Alguns apresentam emocionadas reações de alegria ao se lembrarem desses reencontros.
Vejamos o fragmento de um desses
diálogos.
- Você ainda está no corpo' -
pergunta a psicóloga.
- Não.
- Está sozinha aí, na sua forma
espiritual?
- Não. Meus guias já chegaram. (Há
evidente alegria no rosto da paciente.)
- O que eles dizem a você? O que transmitem
a você?
- Vieram para levar-me para casa.
- Quantos são?
- Cinco.
- Parecem familiares a você?
- Sim, naturalmente.
- Por quê?
- Porque são meus guias. Sempre estão
aqui quando venho para casa.
- São sempre os mesmos?
- Sim.
- Há alguém mais aí? Outros espíritos a quem você reconheça a não
ser os guias?
- Sim. Meus parentes.
- Eles se comunicam com você?
- Sim.

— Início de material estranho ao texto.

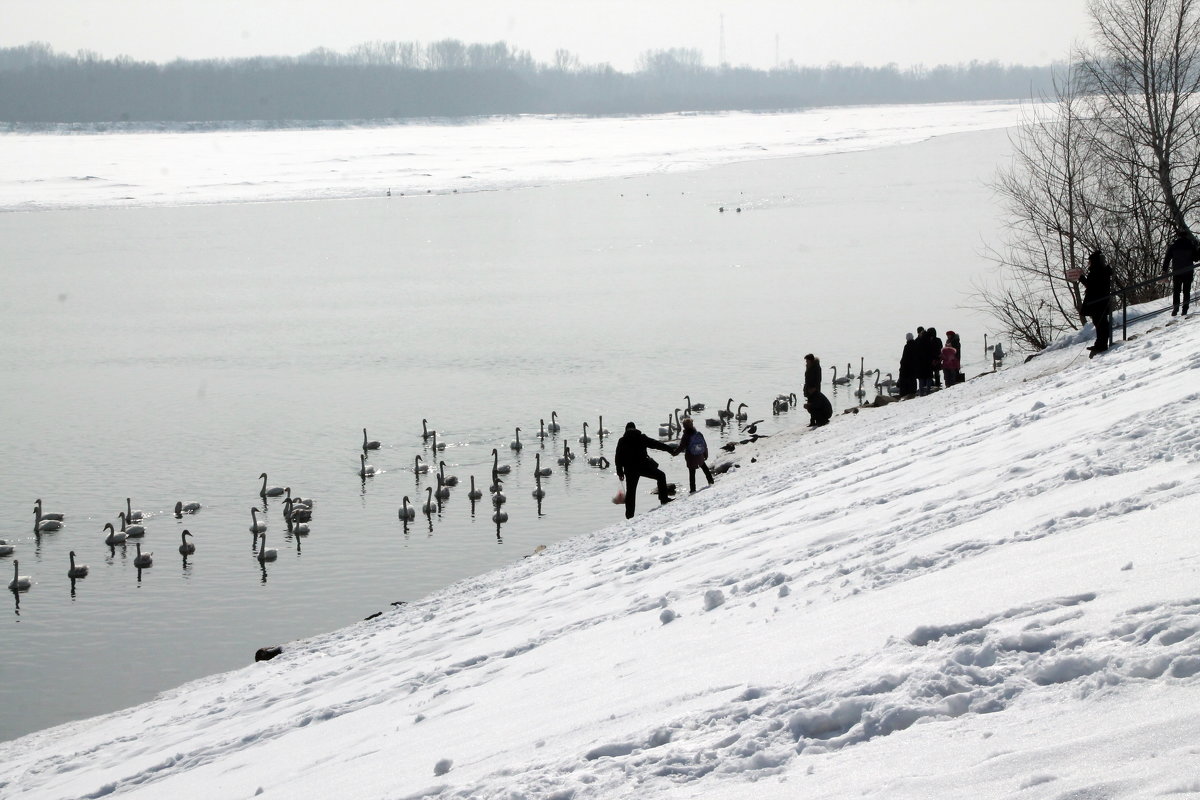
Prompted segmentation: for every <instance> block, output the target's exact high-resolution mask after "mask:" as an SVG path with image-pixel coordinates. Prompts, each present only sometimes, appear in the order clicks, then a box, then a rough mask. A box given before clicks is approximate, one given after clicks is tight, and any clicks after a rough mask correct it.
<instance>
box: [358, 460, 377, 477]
mask: <svg viewBox="0 0 1200 800" xmlns="http://www.w3.org/2000/svg"><path fill="white" fill-rule="evenodd" d="M359 464H361V467H359V477H373V476H374V467H372V465H371V464H368V463H367V457H366V456H364V455H359Z"/></svg>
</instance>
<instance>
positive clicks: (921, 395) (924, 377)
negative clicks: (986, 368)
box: [896, 327, 965, 397]
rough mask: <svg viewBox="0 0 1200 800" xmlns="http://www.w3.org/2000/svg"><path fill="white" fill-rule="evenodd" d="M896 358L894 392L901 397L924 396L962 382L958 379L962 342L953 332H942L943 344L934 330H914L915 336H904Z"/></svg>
mask: <svg viewBox="0 0 1200 800" xmlns="http://www.w3.org/2000/svg"><path fill="white" fill-rule="evenodd" d="M905 336H906V342H905V345H904V353H901V355H900V375H899V378H898V379H896V390H898V391H899V393H900V396H901V397H908V396H911V395H920V396H924V395H928V393H929V392H930V391H932V390H934V389H935V387H936V389H941V387H942V385H946V386H953V385H954V384H958V383H961V381H962V380H965V378H964V375H962V342H961V339H960V338H959V335H958V333H955V332H954V331H946V341H944V342H943V341H942V338H941V337H940V336H938V335H937V329H935V327H918V329H917V333H916V336H914V335H912V333H906V335H905Z"/></svg>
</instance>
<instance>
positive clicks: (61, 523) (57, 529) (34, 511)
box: [34, 506, 62, 533]
mask: <svg viewBox="0 0 1200 800" xmlns="http://www.w3.org/2000/svg"><path fill="white" fill-rule="evenodd" d="M61 529H62V522H61V521H59V519H43V518H42V510H41V509H38V507H37V506H34V530H35V531H36V533H42V531H47V530H61Z"/></svg>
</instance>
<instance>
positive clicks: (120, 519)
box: [116, 511, 146, 539]
mask: <svg viewBox="0 0 1200 800" xmlns="http://www.w3.org/2000/svg"><path fill="white" fill-rule="evenodd" d="M116 516H118V518H120V521H121V530H122V531H124V533H125V534H126V535H127V536H128V537H130V539H140V537H142V536H145V535H146V529H145V525H138V524H133V525H131V524H128V519H126V517H125V512H124V511H118V512H116Z"/></svg>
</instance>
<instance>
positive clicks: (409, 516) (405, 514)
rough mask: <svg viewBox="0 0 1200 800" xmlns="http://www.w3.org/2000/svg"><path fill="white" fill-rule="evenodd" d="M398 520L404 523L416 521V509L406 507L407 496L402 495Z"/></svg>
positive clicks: (406, 505)
mask: <svg viewBox="0 0 1200 800" xmlns="http://www.w3.org/2000/svg"><path fill="white" fill-rule="evenodd" d="M400 518H401V519H404V521H409V519H416V509H414V507H413V506H410V505H408V495H407V494H406V495H404V500H403V503H401V504H400Z"/></svg>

Eles me ajudam a compreender
que não sentem mais nenhuma dor.
Quantas
vezes os espíritas têm ouvido diálogos semelhantes entre os espíritos incorporados
e seres encarnados...
Em outro caso, que a Dra. Fiore considerava
“uma das mais extraordinárias experiências, um paciente descreve a morte da avó,
que ficara um pouco mais do que ele na carne. Em outras oportunidades, a
psicóloga testemunhou conflitos entre as crenças religiosas de seus pacientes e
a realidade do mundo espiritual.
O importante de tudo isso é a consistente
convicção da sobrevivência que ela confessa ter encontrado em tantos
depoimentos espontâneos concordantes.
- É maravilhoso saber - disse um
deles - que quando a gente morre, é apenas um novo começo.

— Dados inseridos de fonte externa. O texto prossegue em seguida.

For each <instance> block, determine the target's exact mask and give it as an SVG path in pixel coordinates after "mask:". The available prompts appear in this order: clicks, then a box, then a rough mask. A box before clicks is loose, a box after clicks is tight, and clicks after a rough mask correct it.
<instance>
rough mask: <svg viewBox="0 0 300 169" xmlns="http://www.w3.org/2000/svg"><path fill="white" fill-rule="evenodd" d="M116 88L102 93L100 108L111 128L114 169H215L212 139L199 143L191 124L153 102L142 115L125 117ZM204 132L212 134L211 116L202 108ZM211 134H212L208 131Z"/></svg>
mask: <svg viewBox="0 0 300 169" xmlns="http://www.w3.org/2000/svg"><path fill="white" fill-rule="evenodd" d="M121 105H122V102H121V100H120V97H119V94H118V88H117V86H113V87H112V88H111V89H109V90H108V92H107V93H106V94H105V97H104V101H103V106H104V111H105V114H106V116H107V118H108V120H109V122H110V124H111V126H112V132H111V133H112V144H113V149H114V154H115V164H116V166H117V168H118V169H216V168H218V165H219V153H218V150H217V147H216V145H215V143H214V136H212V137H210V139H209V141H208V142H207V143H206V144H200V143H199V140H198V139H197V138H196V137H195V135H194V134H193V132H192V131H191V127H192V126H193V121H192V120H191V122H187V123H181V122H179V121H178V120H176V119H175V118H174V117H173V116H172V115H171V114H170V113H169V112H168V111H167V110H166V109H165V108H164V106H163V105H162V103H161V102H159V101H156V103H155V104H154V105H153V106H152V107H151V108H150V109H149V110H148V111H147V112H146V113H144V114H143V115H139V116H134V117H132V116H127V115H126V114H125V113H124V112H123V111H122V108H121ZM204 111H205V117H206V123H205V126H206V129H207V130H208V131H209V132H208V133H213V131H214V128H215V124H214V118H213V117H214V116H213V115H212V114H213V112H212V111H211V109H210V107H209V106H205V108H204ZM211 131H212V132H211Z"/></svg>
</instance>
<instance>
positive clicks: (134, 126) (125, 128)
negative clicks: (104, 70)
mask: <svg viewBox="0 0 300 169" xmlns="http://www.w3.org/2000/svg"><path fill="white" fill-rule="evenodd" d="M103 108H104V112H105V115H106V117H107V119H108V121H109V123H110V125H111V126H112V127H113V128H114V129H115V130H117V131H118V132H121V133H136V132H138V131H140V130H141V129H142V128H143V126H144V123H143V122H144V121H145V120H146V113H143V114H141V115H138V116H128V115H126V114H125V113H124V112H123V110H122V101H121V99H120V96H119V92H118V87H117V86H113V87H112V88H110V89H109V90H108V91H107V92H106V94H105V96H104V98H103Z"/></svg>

No capítulo final, a Dra. Edith
Fiore expõe breves observações pessoais, dizendo que embora a questão da
reencarnação não esteja definitivamente resolvida para ela (!) já não se sente
bem com o seu antigo agnosticismo. Cita o livro do Dr. Ian Stevenson (“Vinte
Casos Sugestivos de Reencarnação”), e os da Dra. Gina Cerminara (“The World
Whithin”, “Many Mansions”, “Many Lifes, Many Loves”), declarando que as
conclusões dessa eminente psicóloga são coerentes com as suas observações
clínicas.
As pesquisas prosseguem e novos livros
estão prometidos.
Alegremo-nos, aqueles de nós que
começam a entender a vida, A terapia do futuro está chegando aos consultórios.